One key bias comes from the years Bob Gourley spent  in the US national security community.  Most everything we do is  somehow supportive of or related to national security.  Another bias  we have is our perspectives of enterprise technology.  Gourley was an enterprise CTO and now we study them.

We do not let companies pay us to write blog entries.  However, since we reserve the right to write about anything we are doing and have a bias towards companies and capabilities our business (Crucial Point LLC) serves.  When we do that we try to note my relationship in the article.  An example of that is Triumfant.  Gourley is on their technology advisory board and have written some about their capability here.

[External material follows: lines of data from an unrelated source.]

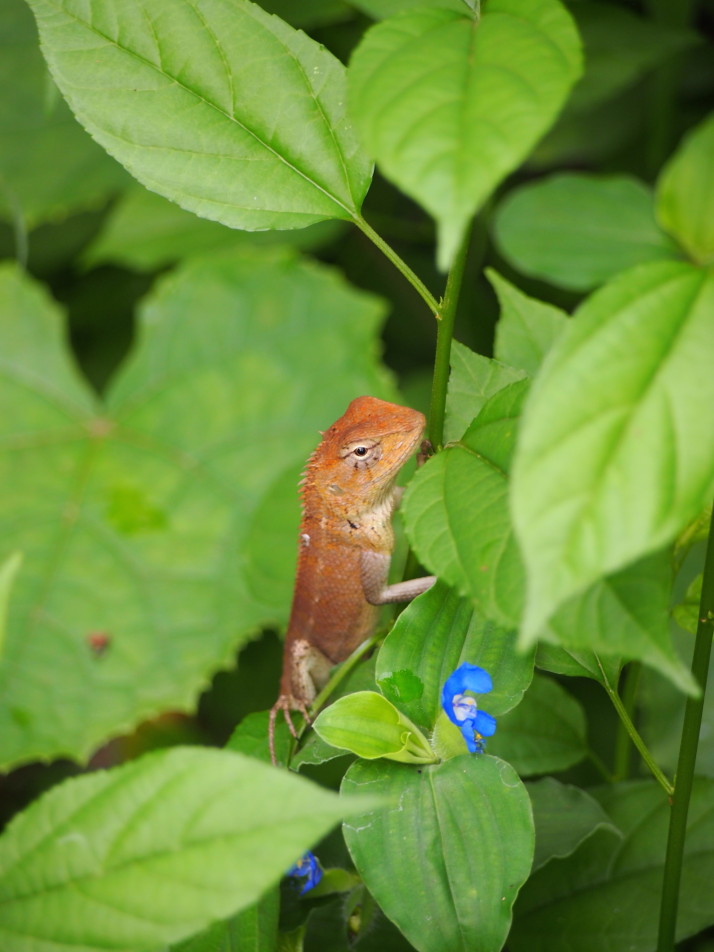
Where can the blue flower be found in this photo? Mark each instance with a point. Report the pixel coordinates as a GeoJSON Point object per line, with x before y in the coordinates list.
{"type": "Point", "coordinates": [462, 709]}
{"type": "Point", "coordinates": [309, 869]}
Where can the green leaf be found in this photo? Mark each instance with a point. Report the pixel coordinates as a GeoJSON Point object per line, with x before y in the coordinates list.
{"type": "Point", "coordinates": [625, 616]}
{"type": "Point", "coordinates": [380, 9]}
{"type": "Point", "coordinates": [8, 570]}
{"type": "Point", "coordinates": [153, 851]}
{"type": "Point", "coordinates": [615, 454]}
{"type": "Point", "coordinates": [224, 109]}
{"type": "Point", "coordinates": [661, 710]}
{"type": "Point", "coordinates": [563, 905]}
{"type": "Point", "coordinates": [447, 864]}
{"type": "Point", "coordinates": [565, 816]}
{"type": "Point", "coordinates": [450, 102]}
{"type": "Point", "coordinates": [36, 124]}
{"type": "Point", "coordinates": [456, 511]}
{"type": "Point", "coordinates": [620, 48]}
{"type": "Point", "coordinates": [255, 929]}
{"type": "Point", "coordinates": [473, 379]}
{"type": "Point", "coordinates": [155, 500]}
{"type": "Point", "coordinates": [370, 726]}
{"type": "Point", "coordinates": [686, 612]}
{"type": "Point", "coordinates": [527, 328]}
{"type": "Point", "coordinates": [578, 664]}
{"type": "Point", "coordinates": [144, 232]}
{"type": "Point", "coordinates": [545, 733]}
{"type": "Point", "coordinates": [430, 639]}
{"type": "Point", "coordinates": [578, 231]}
{"type": "Point", "coordinates": [685, 197]}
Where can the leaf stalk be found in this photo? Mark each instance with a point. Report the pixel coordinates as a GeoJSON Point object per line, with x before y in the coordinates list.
{"type": "Point", "coordinates": [400, 265]}
{"type": "Point", "coordinates": [444, 336]}
{"type": "Point", "coordinates": [684, 778]}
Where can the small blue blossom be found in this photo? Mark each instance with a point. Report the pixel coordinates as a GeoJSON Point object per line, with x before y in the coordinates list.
{"type": "Point", "coordinates": [462, 709]}
{"type": "Point", "coordinates": [309, 869]}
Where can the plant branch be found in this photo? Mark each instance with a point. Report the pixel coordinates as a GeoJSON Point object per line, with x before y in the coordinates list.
{"type": "Point", "coordinates": [687, 757]}
{"type": "Point", "coordinates": [400, 265]}
{"type": "Point", "coordinates": [635, 736]}
{"type": "Point", "coordinates": [444, 336]}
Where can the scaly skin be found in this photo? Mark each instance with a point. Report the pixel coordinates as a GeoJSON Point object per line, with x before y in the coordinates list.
{"type": "Point", "coordinates": [345, 546]}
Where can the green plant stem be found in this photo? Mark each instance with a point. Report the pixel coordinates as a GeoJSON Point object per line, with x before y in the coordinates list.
{"type": "Point", "coordinates": [684, 778]}
{"type": "Point", "coordinates": [444, 336]}
{"type": "Point", "coordinates": [635, 737]}
{"type": "Point", "coordinates": [400, 265]}
{"type": "Point", "coordinates": [622, 741]}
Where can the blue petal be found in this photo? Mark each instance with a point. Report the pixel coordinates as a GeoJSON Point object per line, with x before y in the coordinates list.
{"type": "Point", "coordinates": [484, 724]}
{"type": "Point", "coordinates": [467, 677]}
{"type": "Point", "coordinates": [309, 869]}
{"type": "Point", "coordinates": [471, 742]}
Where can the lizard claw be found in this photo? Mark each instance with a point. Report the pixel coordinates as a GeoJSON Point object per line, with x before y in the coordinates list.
{"type": "Point", "coordinates": [425, 451]}
{"type": "Point", "coordinates": [285, 703]}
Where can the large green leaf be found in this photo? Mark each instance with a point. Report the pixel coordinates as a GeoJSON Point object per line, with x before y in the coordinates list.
{"type": "Point", "coordinates": [606, 895]}
{"type": "Point", "coordinates": [446, 864]}
{"type": "Point", "coordinates": [449, 101]}
{"type": "Point", "coordinates": [145, 231]}
{"type": "Point", "coordinates": [625, 616]}
{"type": "Point", "coordinates": [565, 816]}
{"type": "Point", "coordinates": [472, 380]}
{"type": "Point", "coordinates": [616, 453]}
{"type": "Point", "coordinates": [140, 520]}
{"type": "Point", "coordinates": [545, 733]}
{"type": "Point", "coordinates": [220, 107]}
{"type": "Point", "coordinates": [526, 329]}
{"type": "Point", "coordinates": [685, 197]}
{"type": "Point", "coordinates": [48, 165]}
{"type": "Point", "coordinates": [578, 231]}
{"type": "Point", "coordinates": [456, 511]}
{"type": "Point", "coordinates": [153, 851]}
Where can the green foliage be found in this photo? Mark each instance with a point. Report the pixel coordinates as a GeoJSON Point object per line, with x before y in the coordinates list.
{"type": "Point", "coordinates": [583, 502]}
{"type": "Point", "coordinates": [156, 498]}
{"type": "Point", "coordinates": [437, 863]}
{"type": "Point", "coordinates": [248, 158]}
{"type": "Point", "coordinates": [565, 901]}
{"type": "Point", "coordinates": [448, 135]}
{"type": "Point", "coordinates": [81, 866]}
{"type": "Point", "coordinates": [149, 526]}
{"type": "Point", "coordinates": [578, 231]}
{"type": "Point", "coordinates": [35, 124]}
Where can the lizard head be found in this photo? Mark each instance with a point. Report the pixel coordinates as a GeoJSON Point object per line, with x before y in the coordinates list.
{"type": "Point", "coordinates": [362, 452]}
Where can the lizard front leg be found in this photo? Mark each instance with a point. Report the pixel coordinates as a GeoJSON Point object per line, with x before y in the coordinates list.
{"type": "Point", "coordinates": [374, 569]}
{"type": "Point", "coordinates": [305, 670]}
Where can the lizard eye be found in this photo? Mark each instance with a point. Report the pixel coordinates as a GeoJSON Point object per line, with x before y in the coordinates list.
{"type": "Point", "coordinates": [362, 453]}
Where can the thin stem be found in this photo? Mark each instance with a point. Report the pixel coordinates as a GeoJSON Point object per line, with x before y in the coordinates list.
{"type": "Point", "coordinates": [622, 741]}
{"type": "Point", "coordinates": [444, 336]}
{"type": "Point", "coordinates": [635, 737]}
{"type": "Point", "coordinates": [687, 757]}
{"type": "Point", "coordinates": [400, 265]}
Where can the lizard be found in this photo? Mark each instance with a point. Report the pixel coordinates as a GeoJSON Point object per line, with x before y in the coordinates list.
{"type": "Point", "coordinates": [345, 544]}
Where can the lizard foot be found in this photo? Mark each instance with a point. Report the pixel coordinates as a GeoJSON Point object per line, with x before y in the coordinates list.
{"type": "Point", "coordinates": [285, 703]}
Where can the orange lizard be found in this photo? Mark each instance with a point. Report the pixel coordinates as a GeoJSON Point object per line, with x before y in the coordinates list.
{"type": "Point", "coordinates": [345, 546]}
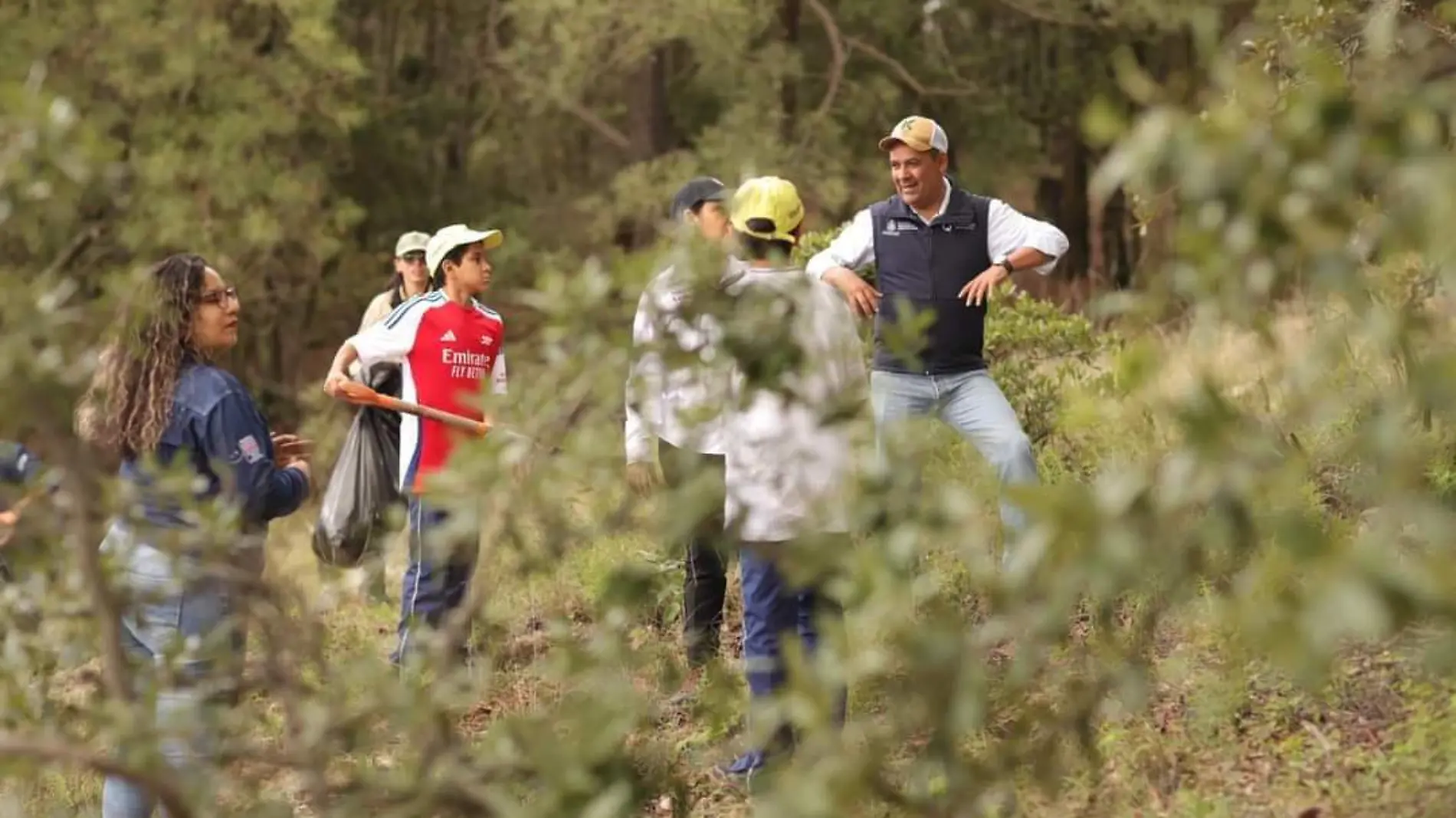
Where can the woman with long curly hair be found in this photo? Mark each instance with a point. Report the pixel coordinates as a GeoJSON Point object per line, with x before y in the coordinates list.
{"type": "Point", "coordinates": [160, 405]}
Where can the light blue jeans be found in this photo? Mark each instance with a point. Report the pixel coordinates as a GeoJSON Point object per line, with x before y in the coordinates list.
{"type": "Point", "coordinates": [973, 405]}
{"type": "Point", "coordinates": [191, 617]}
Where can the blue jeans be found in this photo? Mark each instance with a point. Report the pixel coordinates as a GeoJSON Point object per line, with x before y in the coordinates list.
{"type": "Point", "coordinates": [973, 405]}
{"type": "Point", "coordinates": [775, 609]}
{"type": "Point", "coordinates": [194, 616]}
{"type": "Point", "coordinates": [437, 578]}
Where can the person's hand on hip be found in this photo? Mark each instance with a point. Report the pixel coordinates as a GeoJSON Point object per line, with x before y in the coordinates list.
{"type": "Point", "coordinates": [862, 297]}
{"type": "Point", "coordinates": [980, 287]}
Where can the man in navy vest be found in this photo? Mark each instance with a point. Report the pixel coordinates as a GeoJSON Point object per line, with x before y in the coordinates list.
{"type": "Point", "coordinates": [944, 251]}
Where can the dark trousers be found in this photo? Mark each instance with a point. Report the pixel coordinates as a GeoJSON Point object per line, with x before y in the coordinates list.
{"type": "Point", "coordinates": [775, 609]}
{"type": "Point", "coordinates": [437, 578]}
{"type": "Point", "coordinates": [698, 484]}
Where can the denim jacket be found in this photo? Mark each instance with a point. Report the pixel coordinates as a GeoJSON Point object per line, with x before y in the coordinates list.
{"type": "Point", "coordinates": [18, 463]}
{"type": "Point", "coordinates": [218, 429]}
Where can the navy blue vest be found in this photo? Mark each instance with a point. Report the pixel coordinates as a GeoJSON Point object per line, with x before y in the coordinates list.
{"type": "Point", "coordinates": [926, 265]}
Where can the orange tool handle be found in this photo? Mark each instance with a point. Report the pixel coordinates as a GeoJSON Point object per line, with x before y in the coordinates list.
{"type": "Point", "coordinates": [362, 395]}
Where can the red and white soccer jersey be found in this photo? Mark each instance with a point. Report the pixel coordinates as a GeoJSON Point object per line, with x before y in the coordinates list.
{"type": "Point", "coordinates": [446, 350]}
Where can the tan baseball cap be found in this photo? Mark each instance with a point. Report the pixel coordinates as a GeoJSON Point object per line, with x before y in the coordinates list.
{"type": "Point", "coordinates": [451, 236]}
{"type": "Point", "coordinates": [917, 133]}
{"type": "Point", "coordinates": [412, 242]}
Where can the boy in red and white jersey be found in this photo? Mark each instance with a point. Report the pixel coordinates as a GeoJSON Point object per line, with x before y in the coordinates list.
{"type": "Point", "coordinates": [448, 344]}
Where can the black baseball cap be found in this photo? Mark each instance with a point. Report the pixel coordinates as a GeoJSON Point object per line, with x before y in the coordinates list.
{"type": "Point", "coordinates": [695, 192]}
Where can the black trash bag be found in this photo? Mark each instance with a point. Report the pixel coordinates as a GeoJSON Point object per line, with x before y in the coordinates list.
{"type": "Point", "coordinates": [364, 482]}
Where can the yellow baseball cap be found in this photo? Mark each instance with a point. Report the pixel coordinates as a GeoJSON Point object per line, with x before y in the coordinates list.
{"type": "Point", "coordinates": [917, 133]}
{"type": "Point", "coordinates": [768, 207]}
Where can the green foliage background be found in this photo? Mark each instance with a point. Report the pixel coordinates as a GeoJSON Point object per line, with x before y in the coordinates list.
{"type": "Point", "coordinates": [1226, 527]}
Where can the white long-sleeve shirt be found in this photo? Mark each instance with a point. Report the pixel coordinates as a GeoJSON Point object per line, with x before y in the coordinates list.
{"type": "Point", "coordinates": [786, 466]}
{"type": "Point", "coordinates": [1006, 230]}
{"type": "Point", "coordinates": [682, 406]}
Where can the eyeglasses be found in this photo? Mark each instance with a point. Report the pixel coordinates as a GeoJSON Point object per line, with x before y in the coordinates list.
{"type": "Point", "coordinates": [220, 296]}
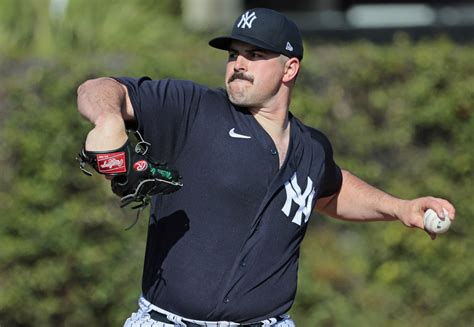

Our consultancy is Crucial Point LLC.  The team there serves several IT companies, some big and some small.   And we also serve other companies that serve portfolios of IT companies, which complicates and clouds who we might be serving at any one time.  If you are really interested in which companies we are serving please ask and we will sort that out for you.  But in general we seek out high tech firms that offer capabilities that can dramatically improve the ability of federal enterprises to accomplish their mission.  Although we have worked for very large companies, we frequently work with new underdogs who we think will grow to dramatically change things in a very positive way (for example, see the list of firms in the Carahsoft portfolio).

All the above is just another reason to underscore, that although we believe what we write, you should think through your own conclusions about everything.